Bacon Wrapped Medjool Dates Stuffed with Marcona Almonds and Blue Cheese Recipe: I made these dates last night on a recommendation from a fellow foodie friend and as I write this post I am currently munching on them straight from the refrigerator. While I prefer these bad boys straight from the oven, much like pizza, these are highly edible as a cold leftover!
A couple of things you will want to take particular care of when making this recipe. First, don’t overwhelm these with bacon. I use 1 strip of bacon for every three dates. You want a nice balanced flavor and wrapping an entire bacon strip around one date is way too much! Second, use marcona almonds, they are harder to find but the taste and texture are well worth the final result. Trader Joes usually has this type of almond. You can even use the truffled marcona almonds to add a unique twist to these stuffed dates.

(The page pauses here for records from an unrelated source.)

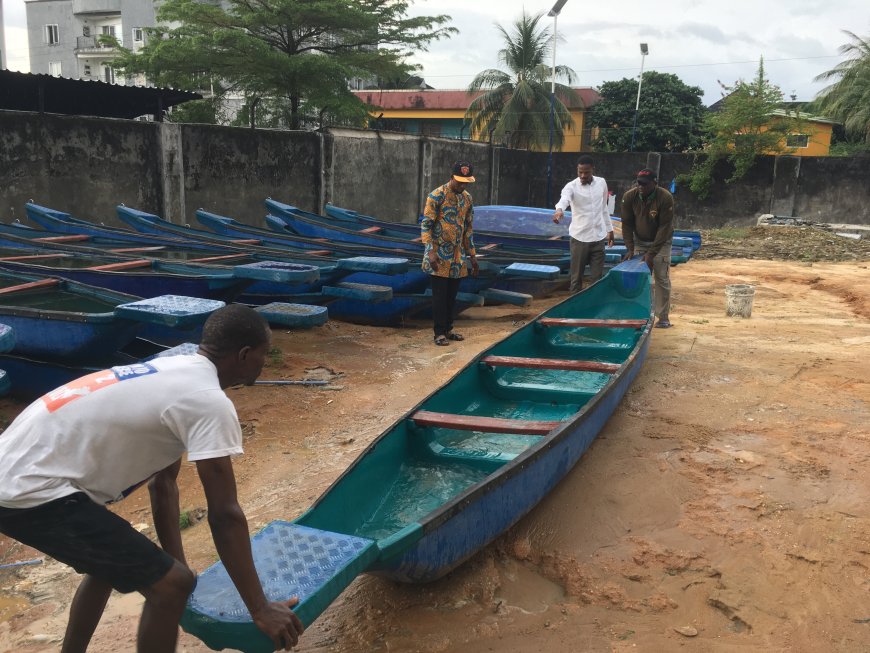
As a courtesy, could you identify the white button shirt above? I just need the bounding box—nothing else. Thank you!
[555,175,614,243]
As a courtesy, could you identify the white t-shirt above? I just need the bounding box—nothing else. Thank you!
[0,354,243,508]
[555,175,614,243]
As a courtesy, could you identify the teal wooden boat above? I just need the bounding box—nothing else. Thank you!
[182,258,653,652]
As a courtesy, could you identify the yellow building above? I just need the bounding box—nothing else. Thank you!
[766,109,835,157]
[352,88,601,152]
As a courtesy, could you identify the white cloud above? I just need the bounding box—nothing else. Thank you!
[3,0,867,102]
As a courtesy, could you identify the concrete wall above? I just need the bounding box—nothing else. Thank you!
[0,111,162,225]
[1,112,868,231]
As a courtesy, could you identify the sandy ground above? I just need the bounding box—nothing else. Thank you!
[1,257,869,653]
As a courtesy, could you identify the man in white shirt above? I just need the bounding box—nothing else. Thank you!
[0,304,304,653]
[553,155,615,293]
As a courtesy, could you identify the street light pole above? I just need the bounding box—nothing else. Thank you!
[545,0,568,208]
[629,43,648,152]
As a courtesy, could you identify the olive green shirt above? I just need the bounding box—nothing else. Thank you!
[620,186,675,258]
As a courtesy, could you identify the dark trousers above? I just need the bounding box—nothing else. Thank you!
[430,275,461,337]
[569,238,607,293]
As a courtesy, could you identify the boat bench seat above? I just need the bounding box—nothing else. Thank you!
[0,278,61,295]
[358,226,382,234]
[537,318,648,329]
[411,410,560,435]
[321,282,393,303]
[480,356,620,374]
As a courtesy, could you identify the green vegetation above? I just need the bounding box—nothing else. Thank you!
[465,11,577,150]
[267,346,283,367]
[811,31,870,146]
[588,72,705,152]
[683,59,801,199]
[111,0,456,128]
[708,227,751,241]
[179,510,194,530]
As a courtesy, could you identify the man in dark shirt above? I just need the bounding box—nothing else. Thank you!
[621,168,675,328]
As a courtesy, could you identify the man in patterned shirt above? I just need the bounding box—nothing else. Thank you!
[421,161,479,346]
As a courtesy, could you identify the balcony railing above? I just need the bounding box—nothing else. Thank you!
[75,36,117,56]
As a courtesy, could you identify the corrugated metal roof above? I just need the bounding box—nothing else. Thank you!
[353,88,601,111]
[0,69,202,120]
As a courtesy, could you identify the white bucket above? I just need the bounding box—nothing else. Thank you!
[725,284,755,318]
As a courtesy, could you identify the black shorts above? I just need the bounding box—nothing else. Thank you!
[0,492,175,593]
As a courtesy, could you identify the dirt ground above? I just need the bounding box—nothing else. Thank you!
[0,229,869,652]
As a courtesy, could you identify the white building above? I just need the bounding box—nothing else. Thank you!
[25,0,166,82]
[1,0,7,69]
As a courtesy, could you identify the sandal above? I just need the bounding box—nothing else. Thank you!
[655,319,672,329]
[434,335,450,346]
[446,332,464,341]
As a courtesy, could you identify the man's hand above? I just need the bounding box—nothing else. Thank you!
[251,598,305,651]
[622,248,634,262]
[606,231,615,247]
[553,209,563,224]
[470,256,479,277]
[642,253,654,271]
[428,250,440,273]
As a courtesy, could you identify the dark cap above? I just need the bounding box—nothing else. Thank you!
[636,168,657,184]
[452,161,475,183]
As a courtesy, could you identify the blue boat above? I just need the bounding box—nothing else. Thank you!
[475,205,702,252]
[0,268,223,362]
[319,202,573,252]
[0,323,14,397]
[118,206,567,303]
[181,258,653,651]
[258,201,578,267]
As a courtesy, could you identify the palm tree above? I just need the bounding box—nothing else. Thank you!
[813,31,870,144]
[465,11,578,150]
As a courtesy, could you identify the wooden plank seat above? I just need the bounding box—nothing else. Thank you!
[228,239,261,245]
[548,235,564,240]
[306,250,333,256]
[35,235,91,243]
[480,243,499,251]
[186,253,249,263]
[411,410,560,435]
[85,259,152,271]
[481,355,620,374]
[0,253,70,261]
[0,278,61,295]
[538,318,648,329]
[107,247,165,254]
[358,226,382,234]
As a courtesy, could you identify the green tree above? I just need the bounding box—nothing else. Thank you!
[685,58,798,199]
[465,11,577,150]
[811,31,870,145]
[588,72,705,152]
[111,0,456,129]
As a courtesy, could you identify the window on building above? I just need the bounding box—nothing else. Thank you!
[48,61,62,77]
[786,134,810,148]
[83,64,92,77]
[45,24,59,45]
[101,25,117,38]
[103,65,115,84]
[133,28,144,43]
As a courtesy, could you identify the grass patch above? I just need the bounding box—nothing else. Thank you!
[708,227,751,241]
[179,510,194,530]
[690,318,710,324]
[267,346,283,366]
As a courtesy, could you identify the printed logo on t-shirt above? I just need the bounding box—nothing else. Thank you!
[41,363,159,413]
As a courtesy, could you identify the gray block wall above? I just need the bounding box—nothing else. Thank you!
[1,110,868,230]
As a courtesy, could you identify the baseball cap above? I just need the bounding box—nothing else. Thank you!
[452,161,475,183]
[636,168,657,184]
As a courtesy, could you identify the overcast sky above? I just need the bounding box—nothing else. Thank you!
[3,0,868,104]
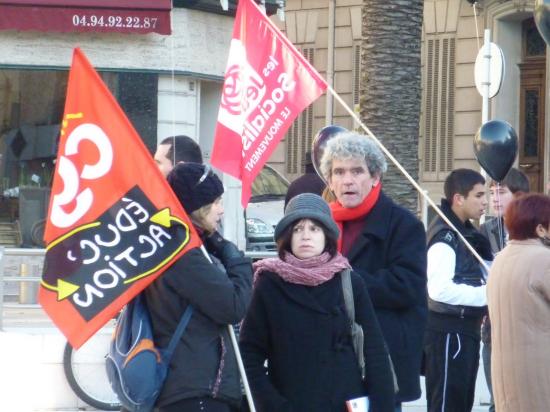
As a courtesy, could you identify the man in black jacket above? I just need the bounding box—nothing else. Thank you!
[424,168,493,412]
[284,151,326,208]
[319,131,428,411]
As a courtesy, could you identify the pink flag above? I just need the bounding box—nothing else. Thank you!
[211,0,327,207]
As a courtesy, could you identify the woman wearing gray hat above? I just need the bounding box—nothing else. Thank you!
[239,193,394,412]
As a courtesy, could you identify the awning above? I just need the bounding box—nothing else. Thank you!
[0,0,172,35]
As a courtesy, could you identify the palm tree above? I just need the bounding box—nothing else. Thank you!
[360,0,424,212]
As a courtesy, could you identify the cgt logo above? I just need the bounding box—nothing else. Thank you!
[51,120,113,229]
[218,39,265,134]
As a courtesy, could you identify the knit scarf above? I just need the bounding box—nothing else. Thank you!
[329,183,381,251]
[253,251,351,287]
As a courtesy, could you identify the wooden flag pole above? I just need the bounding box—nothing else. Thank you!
[199,245,257,412]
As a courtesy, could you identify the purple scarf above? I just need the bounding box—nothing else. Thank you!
[253,251,351,287]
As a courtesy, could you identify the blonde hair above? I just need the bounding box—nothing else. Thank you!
[190,202,214,234]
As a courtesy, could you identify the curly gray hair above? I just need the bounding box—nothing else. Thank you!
[319,132,387,180]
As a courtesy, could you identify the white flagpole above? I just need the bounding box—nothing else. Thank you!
[199,245,257,412]
[325,85,490,272]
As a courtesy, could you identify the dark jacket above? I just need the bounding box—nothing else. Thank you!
[426,200,492,338]
[479,216,506,255]
[427,215,488,289]
[239,270,395,412]
[284,172,326,208]
[144,247,253,407]
[479,216,506,344]
[343,192,428,402]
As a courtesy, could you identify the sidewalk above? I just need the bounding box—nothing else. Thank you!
[1,307,491,412]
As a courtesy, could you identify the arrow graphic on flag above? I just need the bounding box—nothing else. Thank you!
[149,208,187,228]
[40,207,191,300]
[41,278,81,301]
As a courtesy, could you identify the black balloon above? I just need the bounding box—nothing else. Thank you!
[473,120,518,182]
[535,0,550,47]
[311,125,348,182]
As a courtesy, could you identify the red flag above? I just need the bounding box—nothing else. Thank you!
[211,0,327,207]
[39,48,201,349]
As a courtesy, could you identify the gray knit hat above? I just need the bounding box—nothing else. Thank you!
[274,193,339,241]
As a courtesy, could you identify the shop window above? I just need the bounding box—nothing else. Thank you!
[0,68,158,247]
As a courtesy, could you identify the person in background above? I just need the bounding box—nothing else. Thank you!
[480,168,529,253]
[423,168,493,412]
[239,193,395,412]
[487,193,550,412]
[284,151,326,208]
[478,167,529,412]
[319,132,427,411]
[154,135,203,177]
[145,162,252,412]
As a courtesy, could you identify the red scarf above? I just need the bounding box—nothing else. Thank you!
[330,184,381,251]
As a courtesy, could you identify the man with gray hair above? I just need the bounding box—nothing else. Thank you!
[320,131,428,411]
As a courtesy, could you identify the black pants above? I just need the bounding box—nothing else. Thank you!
[423,330,480,412]
[157,397,234,412]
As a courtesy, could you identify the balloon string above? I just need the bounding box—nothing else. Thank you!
[326,85,491,272]
[494,184,506,251]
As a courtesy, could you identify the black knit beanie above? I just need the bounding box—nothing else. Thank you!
[167,163,224,214]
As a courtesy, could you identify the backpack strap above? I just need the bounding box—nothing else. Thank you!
[165,305,194,360]
[340,269,365,379]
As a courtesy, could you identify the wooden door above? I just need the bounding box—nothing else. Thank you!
[519,60,545,192]
[518,19,546,192]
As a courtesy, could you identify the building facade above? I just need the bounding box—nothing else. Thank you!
[0,2,235,247]
[0,1,283,249]
[422,0,547,199]
[272,0,363,181]
[278,0,548,205]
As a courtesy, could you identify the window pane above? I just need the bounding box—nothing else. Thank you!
[524,89,539,157]
[525,24,546,57]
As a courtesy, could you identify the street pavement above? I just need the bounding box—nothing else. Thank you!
[1,307,490,412]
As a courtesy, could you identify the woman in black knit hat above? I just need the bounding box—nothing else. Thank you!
[144,162,252,412]
[239,193,395,412]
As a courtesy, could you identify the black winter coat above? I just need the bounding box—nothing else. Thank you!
[239,270,395,412]
[343,192,428,402]
[144,247,252,407]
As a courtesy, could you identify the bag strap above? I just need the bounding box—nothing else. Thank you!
[341,268,355,324]
[340,270,399,393]
[340,269,365,378]
[165,305,194,360]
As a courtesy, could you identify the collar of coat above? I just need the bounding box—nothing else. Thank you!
[344,191,393,262]
[258,270,340,315]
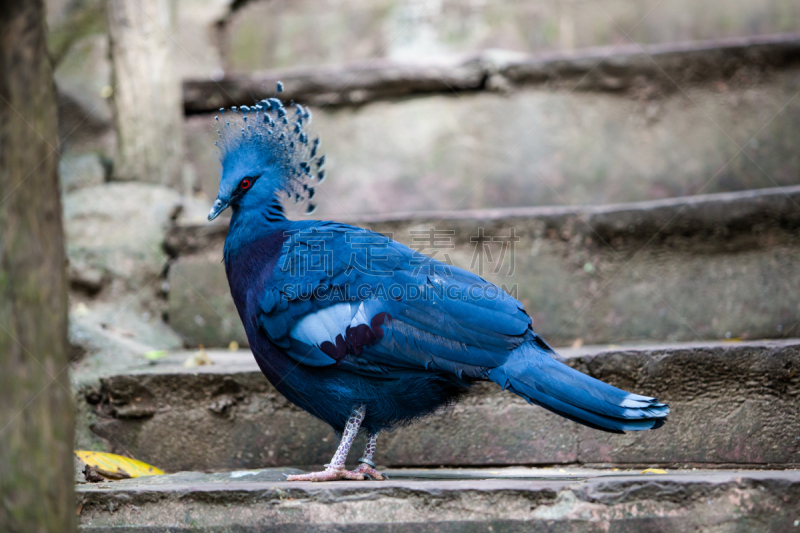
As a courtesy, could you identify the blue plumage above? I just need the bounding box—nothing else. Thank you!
[208,88,668,479]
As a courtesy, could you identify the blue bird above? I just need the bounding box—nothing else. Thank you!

Toasting the almonds will bring out there flavor and help to add a more layers to this already complex appetizer. Drizzling honey over top is highly recommended and will put these blue cheese stuffed medjool dates into overdrive.
Live to Eat!
- 24 Medjool Dates
- 12 Teaspoon Blue Cheese
- 48 Marcona Almonds
- 8 Strips of Bacon
- Preheat oven to 375 degrees.
- Lay the almonds on an un-greased baking sheet and toast for 10 minutes or until they are fragrant.
- Remove almonds from oven and allow to cool.
- Meanwhile, cut the dates in half lengthwise and remove the pits.
- Fill each date with ½ t blue cheese and 2 almonds. Fold dates back together (they will seal themselves).
- Wrap each date with ⅓ strip of bacon and secure with toothpick.
- Bake on greased baking sheet for 20 minutes at 375 degrees.